Abstract

The treatment of hematological malignancies by harnessing immune responses has long been pursued. It is well accepted that the success of allogeneic hematopoietic stem cell transplantation (HSCT) as a treatment for hematological malignancies is due primarily to immunologic recognition and elimination of recipient leukemia cells by donor T cells, the so-called graft versus leukemia (GVL) effect. Based on the discovery and identification of leukemia antigens, it is now possible to target leukemia either by specific vaccination or adoptive transfer of in vitro generated anti-leukemia cytotoxic lymphocytes (CTLs). Leukemia antigens can be categorized broadly into 3 classes: (1) ubiquitously expressed alloantigens, also known as minor histocompatibility antigens (mHags), widely expressed by normal tissues in the recipient as well as by leukemia cells, and capable of initiating both GVHD and GVL responses; (2) alloantigens expressed uniquely by cells of the hematopoietic system (tissue-restricted mHags) such as HA-1 and HA-2; and (3) leukemia antigens, including leukemia-specific antigens such as BCR-ABL in Philadelphia-chromosome–positive leukemia and over- or aberrantly expressed leukemia-associated antigens (LAAs) such as proteinase 3 (PR3), Wilms tumor 1 (WT1) and the preferentially expressed antigen of melanoma (PRAME).
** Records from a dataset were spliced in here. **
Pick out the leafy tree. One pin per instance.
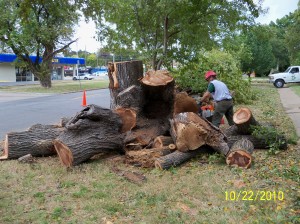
(37, 27)
(257, 38)
(164, 30)
(292, 37)
(191, 76)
A number of studies have shown a temporal inverse relationship between circulating T cells directed against mHags or LAAs and minimal residual disease in patients with acute and chronic leukemia after allogeneic HSCT, supporting a role for these antigens in the GVL response.1,2 This review will encompass a bench to bedside approach evaluating strategies for active induction or passive transfer of tumor-specific T cells in patients with hematological malignancies.